Capital Cultural – A
exemplo do que aconteceu com você e com muitos outros de sua geração, essa
safra que surge na Lapa tem encontrado muita dificuldade para se projetar. O
mercado musical é muito perverso para esses novos valores.
Áurea – São
poucas oportunidades para que se mostre o trabalho principalmente nas emissoras
de rádio, por causa deste maldito jabá. Para tocar tem que pagar. Eu não pago,
nunca paguei e acho que essa geração tem isso de positivo, pois não os vejo
mendigando de emissora em emissora e se humilhando para jabazeiros e oportunistas.
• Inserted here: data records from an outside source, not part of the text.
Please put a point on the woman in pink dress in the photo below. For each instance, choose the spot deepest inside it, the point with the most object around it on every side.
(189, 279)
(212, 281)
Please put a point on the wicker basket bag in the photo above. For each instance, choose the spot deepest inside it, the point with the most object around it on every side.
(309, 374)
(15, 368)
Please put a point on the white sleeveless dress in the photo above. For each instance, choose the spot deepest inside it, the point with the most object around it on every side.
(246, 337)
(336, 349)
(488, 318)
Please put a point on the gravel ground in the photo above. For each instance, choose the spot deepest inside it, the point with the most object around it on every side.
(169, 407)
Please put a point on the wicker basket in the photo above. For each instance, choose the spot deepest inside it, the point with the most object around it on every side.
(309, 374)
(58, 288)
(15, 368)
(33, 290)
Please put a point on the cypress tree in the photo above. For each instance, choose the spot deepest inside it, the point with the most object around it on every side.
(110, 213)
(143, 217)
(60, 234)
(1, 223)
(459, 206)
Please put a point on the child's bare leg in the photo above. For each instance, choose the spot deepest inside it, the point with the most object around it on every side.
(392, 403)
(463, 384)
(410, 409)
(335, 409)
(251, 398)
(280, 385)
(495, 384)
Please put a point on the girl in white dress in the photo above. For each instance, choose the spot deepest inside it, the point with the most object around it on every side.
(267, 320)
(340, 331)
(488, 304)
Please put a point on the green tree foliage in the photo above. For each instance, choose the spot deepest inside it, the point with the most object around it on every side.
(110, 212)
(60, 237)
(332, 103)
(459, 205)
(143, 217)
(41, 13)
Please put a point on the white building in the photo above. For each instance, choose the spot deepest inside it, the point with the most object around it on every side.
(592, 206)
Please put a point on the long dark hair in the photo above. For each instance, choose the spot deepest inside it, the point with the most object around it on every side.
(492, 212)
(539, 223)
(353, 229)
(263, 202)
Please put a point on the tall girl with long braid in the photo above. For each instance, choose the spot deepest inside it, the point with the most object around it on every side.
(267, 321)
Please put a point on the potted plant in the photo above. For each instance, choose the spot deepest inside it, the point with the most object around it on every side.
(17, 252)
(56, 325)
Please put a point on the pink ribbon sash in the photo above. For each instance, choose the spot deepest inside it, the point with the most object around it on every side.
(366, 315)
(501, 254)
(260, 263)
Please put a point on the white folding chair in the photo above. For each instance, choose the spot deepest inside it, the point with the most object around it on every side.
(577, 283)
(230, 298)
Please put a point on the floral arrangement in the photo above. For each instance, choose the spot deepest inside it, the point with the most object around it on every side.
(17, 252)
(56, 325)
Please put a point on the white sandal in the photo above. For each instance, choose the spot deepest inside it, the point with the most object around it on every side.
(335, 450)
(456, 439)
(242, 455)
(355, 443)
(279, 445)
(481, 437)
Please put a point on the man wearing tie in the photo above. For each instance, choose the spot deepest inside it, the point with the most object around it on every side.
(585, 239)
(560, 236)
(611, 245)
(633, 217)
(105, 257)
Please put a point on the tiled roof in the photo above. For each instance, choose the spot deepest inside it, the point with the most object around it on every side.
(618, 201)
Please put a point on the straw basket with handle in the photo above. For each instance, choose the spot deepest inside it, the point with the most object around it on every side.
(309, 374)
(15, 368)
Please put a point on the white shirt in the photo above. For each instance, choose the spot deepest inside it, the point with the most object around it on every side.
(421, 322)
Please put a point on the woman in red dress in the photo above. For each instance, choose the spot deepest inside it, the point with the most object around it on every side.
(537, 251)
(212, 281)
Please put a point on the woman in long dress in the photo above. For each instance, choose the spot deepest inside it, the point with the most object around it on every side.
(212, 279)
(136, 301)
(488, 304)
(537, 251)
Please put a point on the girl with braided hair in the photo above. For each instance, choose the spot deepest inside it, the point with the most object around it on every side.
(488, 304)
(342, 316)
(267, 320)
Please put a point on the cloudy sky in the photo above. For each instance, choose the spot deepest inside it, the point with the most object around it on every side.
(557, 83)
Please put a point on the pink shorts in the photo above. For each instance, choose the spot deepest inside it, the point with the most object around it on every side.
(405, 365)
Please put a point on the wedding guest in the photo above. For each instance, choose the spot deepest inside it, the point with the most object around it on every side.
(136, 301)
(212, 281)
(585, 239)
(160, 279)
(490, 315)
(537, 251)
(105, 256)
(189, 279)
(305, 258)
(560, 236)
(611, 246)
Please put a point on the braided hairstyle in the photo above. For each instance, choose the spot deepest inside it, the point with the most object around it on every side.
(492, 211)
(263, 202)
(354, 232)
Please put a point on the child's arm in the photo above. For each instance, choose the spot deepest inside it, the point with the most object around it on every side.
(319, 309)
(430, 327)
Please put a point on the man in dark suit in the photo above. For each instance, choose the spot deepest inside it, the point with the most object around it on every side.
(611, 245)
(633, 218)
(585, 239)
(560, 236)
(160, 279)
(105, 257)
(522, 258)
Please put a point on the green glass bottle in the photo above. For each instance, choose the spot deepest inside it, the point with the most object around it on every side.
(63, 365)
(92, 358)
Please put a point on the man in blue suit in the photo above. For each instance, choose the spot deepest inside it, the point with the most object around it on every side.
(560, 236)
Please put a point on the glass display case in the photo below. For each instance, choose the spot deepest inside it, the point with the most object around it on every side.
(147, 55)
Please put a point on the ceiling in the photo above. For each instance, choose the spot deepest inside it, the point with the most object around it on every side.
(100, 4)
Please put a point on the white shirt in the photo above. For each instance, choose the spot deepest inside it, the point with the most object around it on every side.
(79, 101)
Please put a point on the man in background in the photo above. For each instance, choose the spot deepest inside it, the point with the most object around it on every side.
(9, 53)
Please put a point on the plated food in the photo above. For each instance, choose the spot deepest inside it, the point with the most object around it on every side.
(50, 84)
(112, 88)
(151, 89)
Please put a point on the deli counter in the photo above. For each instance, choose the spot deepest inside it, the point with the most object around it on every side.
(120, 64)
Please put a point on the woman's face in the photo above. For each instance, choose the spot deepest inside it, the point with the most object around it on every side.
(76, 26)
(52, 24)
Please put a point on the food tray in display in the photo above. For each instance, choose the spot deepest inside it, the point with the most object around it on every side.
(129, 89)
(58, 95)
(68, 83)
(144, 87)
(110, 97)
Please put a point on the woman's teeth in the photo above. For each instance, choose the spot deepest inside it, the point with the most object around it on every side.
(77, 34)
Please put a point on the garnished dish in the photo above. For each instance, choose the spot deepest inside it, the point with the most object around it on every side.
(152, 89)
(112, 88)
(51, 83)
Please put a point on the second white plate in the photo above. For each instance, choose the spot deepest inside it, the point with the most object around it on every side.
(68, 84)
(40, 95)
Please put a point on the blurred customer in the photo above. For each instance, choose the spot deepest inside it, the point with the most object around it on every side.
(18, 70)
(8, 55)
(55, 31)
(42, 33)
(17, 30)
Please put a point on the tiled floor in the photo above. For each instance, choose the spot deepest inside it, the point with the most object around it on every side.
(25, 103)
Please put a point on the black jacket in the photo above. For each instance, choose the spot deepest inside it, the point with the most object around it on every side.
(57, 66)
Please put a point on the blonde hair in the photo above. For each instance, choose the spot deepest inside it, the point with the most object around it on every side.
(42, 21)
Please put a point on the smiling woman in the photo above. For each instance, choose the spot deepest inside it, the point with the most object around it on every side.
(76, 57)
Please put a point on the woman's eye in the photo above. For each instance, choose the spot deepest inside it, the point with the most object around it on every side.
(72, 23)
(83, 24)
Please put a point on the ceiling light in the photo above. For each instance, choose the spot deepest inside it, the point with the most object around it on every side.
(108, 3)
Eu não pago. Se depender de mim estão entubados, estão ferrados. Tem muita
coisa boa que deixa de ser mostrada e muita coisa ruim e de péssima qualidade
tocando toda hora. Esses caras pensam que nossos ouvidos são penicos. Mas
enfim... Me orgulho da postura dessa garotada. São meninos dispostos,
determinados que fazem pesquisa, estudam e me deixam muito orgulhosa.
Capital Cultural –
Cantar, ser cantora é um dom de poucos. Pra você o que é ser cantora, o que é
ter esse dom?
Áurea – Em apenas uma frase, diria que cantar é
sentir. É transmitir sentimentos. É ser uma atriz. É isso que penso.
Capital Cultural – Você
é uma mulher muito sofisticada por sua postura, por sua voz, por sua elegância
e por saber se impor. Por outro lado, você
é bastante direta, não curte frescuragens, baboseiras, e, por exemplo, não
esconde de ninguém que tem 72 anos. Como é ter 72 anos, como você se cuida?

Capital Cultural – Para
terminar... O que você espera da vida, o que você espera conquistar?
Áurea – Menino... Sou uma pessoa abençoada. Todo dia
agradeço a Deus pelas coisas que conquistei. Nunca desejei luxo, riqueza,
excessos. O que mais posso querer? – O que mais posso querer conquistar? Estou
feliz com a vida que me foi dada e com a parcela que me coube. Vivo de forma
simples, mas sou uma pessoa feliz e harmônica.